By the time we got to Hennessey a storm had developed about 80 miles to the SSW. Storm motion was NE, so we decided to head west towards Canton to attempt an intercept. As we approached the storm the rotation was increasing on radar, and a tornado warning was issued. We got sight of the wall cloud which was rapidly rotating to our west. We inched closer until we reached a road junction. We stopped there and watched as a funnel developed, and then descended down, and a tornado formed. Quickly this grew into a large tornado, probably around 1/2 mile wide. We had no internet connection at this time but the Spotter Network client was running and so displayed the NWS Norman number. I put in a call to say that we were watching a large tornado 2 miles north of Canton, moving north. After a while this tornado vanished behind rain curtains, but we saw a further 2 fairly brief tornadoes.

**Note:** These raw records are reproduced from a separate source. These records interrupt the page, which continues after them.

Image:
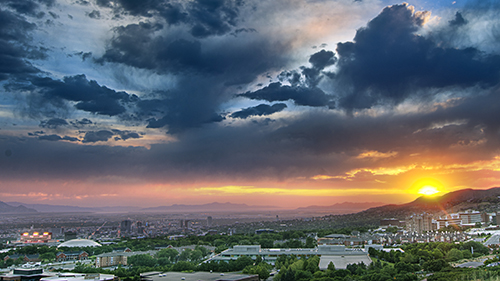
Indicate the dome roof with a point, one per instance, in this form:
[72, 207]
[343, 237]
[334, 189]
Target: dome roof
[80, 243]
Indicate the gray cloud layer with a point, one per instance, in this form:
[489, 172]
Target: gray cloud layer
[214, 58]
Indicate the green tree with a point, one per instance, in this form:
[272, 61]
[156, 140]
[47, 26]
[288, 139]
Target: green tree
[204, 251]
[454, 255]
[169, 253]
[141, 260]
[196, 255]
[185, 255]
[310, 243]
[47, 256]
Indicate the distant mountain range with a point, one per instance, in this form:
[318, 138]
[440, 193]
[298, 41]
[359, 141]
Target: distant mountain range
[482, 200]
[210, 207]
[342, 208]
[462, 199]
[47, 208]
[9, 209]
[339, 208]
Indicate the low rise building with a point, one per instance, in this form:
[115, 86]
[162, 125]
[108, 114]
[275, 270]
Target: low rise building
[72, 256]
[338, 254]
[117, 258]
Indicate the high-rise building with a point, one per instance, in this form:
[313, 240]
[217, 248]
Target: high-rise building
[419, 223]
[125, 226]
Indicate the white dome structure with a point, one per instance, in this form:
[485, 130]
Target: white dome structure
[79, 243]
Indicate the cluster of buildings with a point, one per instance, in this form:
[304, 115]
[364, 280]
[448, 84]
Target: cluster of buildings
[339, 255]
[38, 274]
[424, 222]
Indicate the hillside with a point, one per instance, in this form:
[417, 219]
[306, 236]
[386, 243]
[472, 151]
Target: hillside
[482, 200]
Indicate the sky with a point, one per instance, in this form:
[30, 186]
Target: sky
[284, 103]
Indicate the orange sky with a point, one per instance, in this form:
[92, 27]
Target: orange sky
[274, 102]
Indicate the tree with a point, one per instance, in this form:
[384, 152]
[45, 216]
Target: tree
[454, 255]
[435, 265]
[310, 243]
[185, 255]
[204, 251]
[331, 266]
[168, 253]
[196, 255]
[48, 256]
[141, 260]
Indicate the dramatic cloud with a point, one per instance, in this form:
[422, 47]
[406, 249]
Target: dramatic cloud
[388, 62]
[88, 95]
[188, 97]
[300, 95]
[259, 110]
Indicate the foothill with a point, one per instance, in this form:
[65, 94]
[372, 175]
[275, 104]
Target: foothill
[398, 243]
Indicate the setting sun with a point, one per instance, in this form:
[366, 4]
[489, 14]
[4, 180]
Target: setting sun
[428, 190]
[427, 187]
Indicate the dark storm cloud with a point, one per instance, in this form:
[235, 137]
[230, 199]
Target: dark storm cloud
[81, 123]
[319, 61]
[306, 145]
[299, 95]
[388, 62]
[53, 123]
[58, 138]
[88, 95]
[97, 136]
[259, 110]
[204, 71]
[125, 135]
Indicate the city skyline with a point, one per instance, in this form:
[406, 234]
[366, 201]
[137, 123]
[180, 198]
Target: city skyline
[284, 103]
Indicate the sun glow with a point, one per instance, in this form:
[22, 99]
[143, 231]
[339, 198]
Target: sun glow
[428, 190]
[427, 187]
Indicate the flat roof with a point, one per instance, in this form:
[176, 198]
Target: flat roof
[341, 262]
[203, 276]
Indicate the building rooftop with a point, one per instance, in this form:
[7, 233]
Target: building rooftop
[197, 276]
[79, 243]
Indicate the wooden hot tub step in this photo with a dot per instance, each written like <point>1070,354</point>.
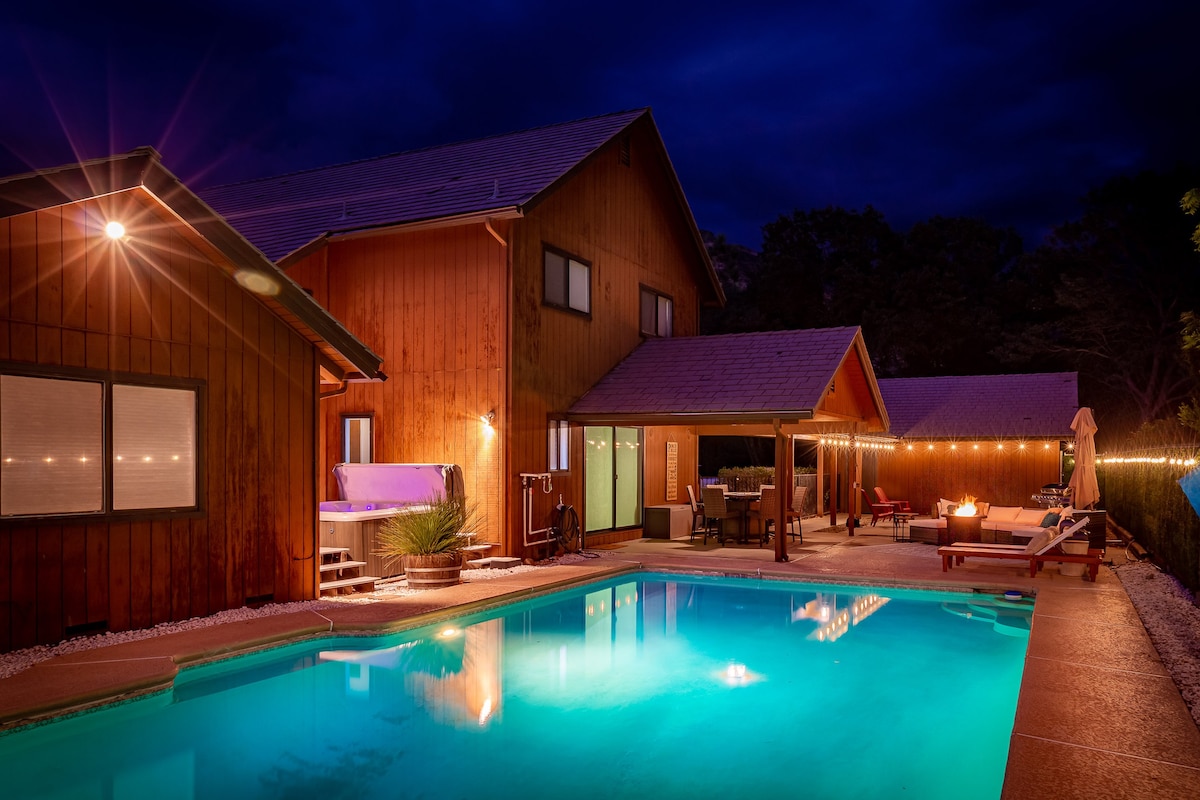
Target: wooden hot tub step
<point>365,583</point>
<point>341,565</point>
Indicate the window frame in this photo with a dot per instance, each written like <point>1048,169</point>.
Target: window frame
<point>558,446</point>
<point>107,380</point>
<point>658,296</point>
<point>346,417</point>
<point>565,302</point>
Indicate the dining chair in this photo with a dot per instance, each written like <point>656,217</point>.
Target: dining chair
<point>697,513</point>
<point>766,512</point>
<point>797,513</point>
<point>715,511</point>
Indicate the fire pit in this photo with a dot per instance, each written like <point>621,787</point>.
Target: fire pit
<point>965,524</point>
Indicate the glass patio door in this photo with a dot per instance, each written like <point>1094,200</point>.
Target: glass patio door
<point>612,475</point>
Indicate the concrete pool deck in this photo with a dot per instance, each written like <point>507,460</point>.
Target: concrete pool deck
<point>1098,715</point>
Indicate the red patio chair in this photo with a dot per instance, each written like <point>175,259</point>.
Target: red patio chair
<point>899,505</point>
<point>879,510</point>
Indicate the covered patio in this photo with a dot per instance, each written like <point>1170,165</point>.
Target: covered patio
<point>813,384</point>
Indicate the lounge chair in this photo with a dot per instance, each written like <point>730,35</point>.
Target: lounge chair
<point>1043,547</point>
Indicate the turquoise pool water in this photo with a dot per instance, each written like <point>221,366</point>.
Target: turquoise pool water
<point>643,686</point>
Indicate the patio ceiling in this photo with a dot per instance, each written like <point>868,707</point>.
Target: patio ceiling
<point>804,382</point>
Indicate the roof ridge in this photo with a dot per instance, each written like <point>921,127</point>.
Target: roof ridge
<point>995,374</point>
<point>425,149</point>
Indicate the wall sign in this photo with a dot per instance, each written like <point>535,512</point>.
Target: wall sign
<point>672,470</point>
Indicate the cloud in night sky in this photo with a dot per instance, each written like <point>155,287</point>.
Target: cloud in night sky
<point>1006,112</point>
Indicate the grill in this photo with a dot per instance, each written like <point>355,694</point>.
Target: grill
<point>1053,494</point>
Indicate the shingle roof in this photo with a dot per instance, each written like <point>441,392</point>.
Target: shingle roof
<point>721,376</point>
<point>142,170</point>
<point>1039,404</point>
<point>282,214</point>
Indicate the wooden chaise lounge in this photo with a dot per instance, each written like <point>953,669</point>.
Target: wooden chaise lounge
<point>1042,548</point>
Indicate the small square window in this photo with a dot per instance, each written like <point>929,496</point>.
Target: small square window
<point>154,447</point>
<point>559,445</point>
<point>568,282</point>
<point>358,441</point>
<point>52,446</point>
<point>657,313</point>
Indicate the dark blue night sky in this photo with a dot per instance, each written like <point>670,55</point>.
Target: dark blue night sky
<point>1003,110</point>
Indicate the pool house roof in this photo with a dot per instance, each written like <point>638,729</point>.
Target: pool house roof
<point>809,380</point>
<point>995,407</point>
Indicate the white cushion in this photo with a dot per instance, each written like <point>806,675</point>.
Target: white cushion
<point>1031,516</point>
<point>1003,513</point>
<point>1039,541</point>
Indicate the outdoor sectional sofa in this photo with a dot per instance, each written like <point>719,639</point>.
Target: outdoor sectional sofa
<point>1002,524</point>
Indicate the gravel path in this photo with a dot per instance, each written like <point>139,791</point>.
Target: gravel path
<point>1173,620</point>
<point>19,660</point>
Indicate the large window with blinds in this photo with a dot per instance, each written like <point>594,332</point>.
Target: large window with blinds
<point>91,446</point>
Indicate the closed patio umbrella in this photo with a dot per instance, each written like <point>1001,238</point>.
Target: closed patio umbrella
<point>1086,492</point>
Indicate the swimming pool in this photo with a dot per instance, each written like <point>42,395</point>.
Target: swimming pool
<point>645,685</point>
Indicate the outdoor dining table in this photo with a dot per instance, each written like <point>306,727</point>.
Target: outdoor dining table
<point>742,501</point>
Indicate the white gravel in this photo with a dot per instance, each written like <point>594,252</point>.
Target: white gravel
<point>1170,614</point>
<point>19,660</point>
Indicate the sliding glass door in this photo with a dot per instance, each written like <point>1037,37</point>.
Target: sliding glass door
<point>612,473</point>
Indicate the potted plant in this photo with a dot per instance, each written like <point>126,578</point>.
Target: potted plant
<point>429,539</point>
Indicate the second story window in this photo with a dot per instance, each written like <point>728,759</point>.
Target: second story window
<point>568,282</point>
<point>559,440</point>
<point>657,313</point>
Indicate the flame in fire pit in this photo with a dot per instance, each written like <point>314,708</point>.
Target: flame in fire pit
<point>966,506</point>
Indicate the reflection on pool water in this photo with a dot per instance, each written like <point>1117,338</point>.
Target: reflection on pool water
<point>647,685</point>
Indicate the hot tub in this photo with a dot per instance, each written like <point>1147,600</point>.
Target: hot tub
<point>359,510</point>
<point>373,492</point>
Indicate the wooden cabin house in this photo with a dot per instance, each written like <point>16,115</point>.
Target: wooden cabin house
<point>999,438</point>
<point>159,403</point>
<point>499,280</point>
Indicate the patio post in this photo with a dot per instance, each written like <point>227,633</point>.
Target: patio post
<point>785,457</point>
<point>833,486</point>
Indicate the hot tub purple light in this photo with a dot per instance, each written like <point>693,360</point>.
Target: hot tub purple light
<point>402,486</point>
<point>353,510</point>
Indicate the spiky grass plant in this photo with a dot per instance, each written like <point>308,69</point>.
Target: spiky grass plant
<point>431,528</point>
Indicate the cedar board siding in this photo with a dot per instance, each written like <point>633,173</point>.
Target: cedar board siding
<point>851,397</point>
<point>1005,477</point>
<point>70,299</point>
<point>624,221</point>
<point>432,304</point>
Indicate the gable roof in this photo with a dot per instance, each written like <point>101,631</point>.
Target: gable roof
<point>736,378</point>
<point>491,178</point>
<point>141,170</point>
<point>1008,407</point>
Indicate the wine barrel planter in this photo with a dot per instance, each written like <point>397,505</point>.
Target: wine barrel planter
<point>433,571</point>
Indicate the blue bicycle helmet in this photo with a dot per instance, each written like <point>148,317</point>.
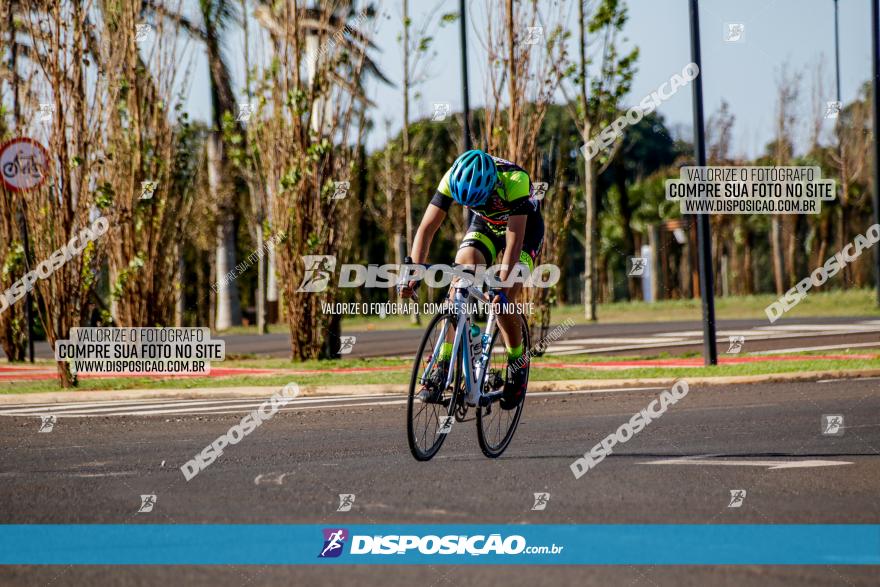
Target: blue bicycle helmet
<point>472,178</point>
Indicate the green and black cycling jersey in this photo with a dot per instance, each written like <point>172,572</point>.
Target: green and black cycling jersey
<point>512,196</point>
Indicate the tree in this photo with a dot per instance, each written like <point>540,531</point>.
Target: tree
<point>595,110</point>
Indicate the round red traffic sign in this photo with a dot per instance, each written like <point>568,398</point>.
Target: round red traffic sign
<point>24,164</point>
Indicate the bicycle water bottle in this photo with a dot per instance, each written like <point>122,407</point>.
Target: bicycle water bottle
<point>476,342</point>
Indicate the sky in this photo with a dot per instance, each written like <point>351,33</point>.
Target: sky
<point>796,33</point>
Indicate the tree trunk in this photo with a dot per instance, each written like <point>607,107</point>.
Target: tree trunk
<point>776,251</point>
<point>228,304</point>
<point>590,201</point>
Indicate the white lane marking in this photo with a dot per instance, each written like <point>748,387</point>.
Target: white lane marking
<point>848,379</point>
<point>618,340</point>
<point>296,405</point>
<point>60,409</point>
<point>770,464</point>
<point>829,347</point>
<point>820,327</point>
<point>169,401</point>
<point>270,478</point>
<point>197,413</point>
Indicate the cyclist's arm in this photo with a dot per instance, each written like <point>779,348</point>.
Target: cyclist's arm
<point>516,232</point>
<point>431,221</point>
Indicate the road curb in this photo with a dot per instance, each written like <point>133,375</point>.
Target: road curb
<point>400,389</point>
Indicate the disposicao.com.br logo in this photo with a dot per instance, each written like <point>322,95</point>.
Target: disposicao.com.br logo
<point>319,271</point>
<point>430,544</point>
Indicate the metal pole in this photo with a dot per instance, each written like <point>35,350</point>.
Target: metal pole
<point>465,98</point>
<point>875,62</point>
<point>837,51</point>
<point>704,237</point>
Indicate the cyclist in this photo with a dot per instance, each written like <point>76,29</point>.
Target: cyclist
<point>505,220</point>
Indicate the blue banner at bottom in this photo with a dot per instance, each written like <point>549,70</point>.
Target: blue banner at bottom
<point>270,544</point>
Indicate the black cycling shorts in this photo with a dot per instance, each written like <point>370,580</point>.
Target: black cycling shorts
<point>490,241</point>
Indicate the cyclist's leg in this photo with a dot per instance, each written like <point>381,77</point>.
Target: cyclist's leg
<point>474,250</point>
<point>509,323</point>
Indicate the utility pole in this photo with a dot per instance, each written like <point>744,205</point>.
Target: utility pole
<point>704,240</point>
<point>837,51</point>
<point>875,63</point>
<point>465,98</point>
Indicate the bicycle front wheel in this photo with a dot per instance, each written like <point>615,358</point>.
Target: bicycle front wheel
<point>495,426</point>
<point>429,422</point>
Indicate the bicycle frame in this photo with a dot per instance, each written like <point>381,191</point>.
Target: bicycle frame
<point>473,374</point>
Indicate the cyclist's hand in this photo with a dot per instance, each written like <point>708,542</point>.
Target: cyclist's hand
<point>500,297</point>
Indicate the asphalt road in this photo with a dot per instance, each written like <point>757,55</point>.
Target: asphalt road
<point>639,339</point>
<point>674,337</point>
<point>93,469</point>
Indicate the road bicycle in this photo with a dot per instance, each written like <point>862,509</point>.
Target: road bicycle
<point>476,374</point>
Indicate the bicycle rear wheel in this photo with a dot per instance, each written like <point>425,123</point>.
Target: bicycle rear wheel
<point>425,420</point>
<point>495,427</point>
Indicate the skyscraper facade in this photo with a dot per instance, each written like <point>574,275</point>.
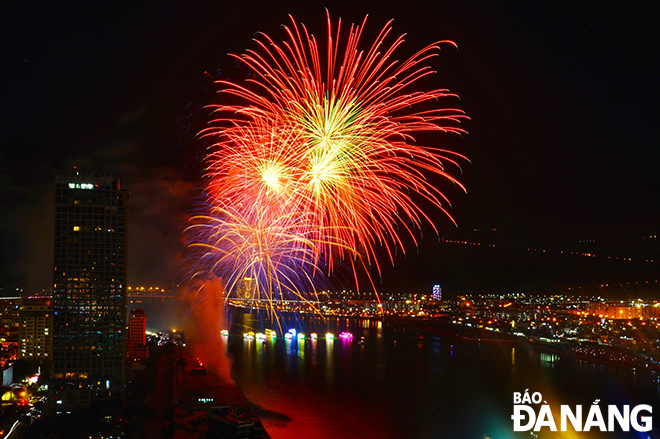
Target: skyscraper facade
<point>137,335</point>
<point>89,291</point>
<point>35,330</point>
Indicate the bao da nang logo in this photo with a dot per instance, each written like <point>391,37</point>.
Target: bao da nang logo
<point>531,412</point>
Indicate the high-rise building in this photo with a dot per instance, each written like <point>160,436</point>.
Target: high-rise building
<point>137,335</point>
<point>437,292</point>
<point>89,297</point>
<point>35,330</point>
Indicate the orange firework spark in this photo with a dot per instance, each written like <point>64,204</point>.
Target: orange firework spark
<point>328,138</point>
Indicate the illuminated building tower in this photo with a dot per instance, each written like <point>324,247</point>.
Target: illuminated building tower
<point>437,292</point>
<point>137,335</point>
<point>89,297</point>
<point>35,330</point>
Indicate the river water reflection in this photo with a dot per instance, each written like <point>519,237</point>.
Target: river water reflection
<point>393,382</point>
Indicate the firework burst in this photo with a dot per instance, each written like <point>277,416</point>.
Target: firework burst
<point>318,161</point>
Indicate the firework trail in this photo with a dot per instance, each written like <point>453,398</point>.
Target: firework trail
<point>318,161</point>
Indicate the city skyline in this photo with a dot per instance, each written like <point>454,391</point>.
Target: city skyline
<point>561,142</point>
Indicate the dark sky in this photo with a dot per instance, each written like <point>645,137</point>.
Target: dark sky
<point>563,139</point>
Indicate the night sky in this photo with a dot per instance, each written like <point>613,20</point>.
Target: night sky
<point>563,137</point>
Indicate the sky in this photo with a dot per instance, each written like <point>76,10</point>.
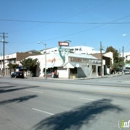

At this point a huge convoy of chasers turned up. We decided to head south and then east to another storm, although this died out. However, we continued east almost to I-35 and then south towards Guthrie. A large, violent tornado, which sadly claimed lives to the west of Oklahoma City, was heading towards Guthrie. We couldn't see anything through the rain but we could see via radar that the circulation would pass very close to Guthrie. During this drive, various 'bits' were falling out of the sky in the rain, such as pieces of felt, and leaves. This was very eerie and pretty sobering/scary.
We stopped north of Guthrie to allow the circulation to pass to our south - the rain was intense and so there was no way we were going to thread the needle. CG lightning bolts slammed down all around and the sky to the south was almost completely dark - it was pretty scary stuff.
We then headed south and found branches blocking the road in north Guthrie. I got out to try to move them but one of them was pretty big. A chap turned up the other way in a large pick up. He simply got out, wrapped a chain around the larger branch, tied it to the truck, and pulled the branch out of the way. He then tossed the smaller branch out of the way. We could then pass through - many thanks whoever you were!
We then headed east and then south, to the south of I-44. Another supercell approached whilst we were in Chandler. Further bits of material were spiralling out of the sky amongst the rain. We didn't see a tornado from this, but it had produced several beforehand.
We then continued east, sampling the back of another supercell south-east of Bristow. We found some golfball sized hail and very strong north-westerly winds in the backside of the low-level mesocyclone, but couldn't punch east. We then pulled over to let the storm go. A short time later, the mesocyclone crossed the small town of Haskell. When we drove into town a little later we found police everywhere with the main road closed. A tornado had passed through although the damage didn't look really bad, but it was damage nonetheless.
We then headed to Tulsa for the night and had dinner and Applebee's.
Pictures and video should be uploaded shortly.
This was a very nasty day of severe weather and our thoughts go out to all those affected by the storms today, and indeed the last several days.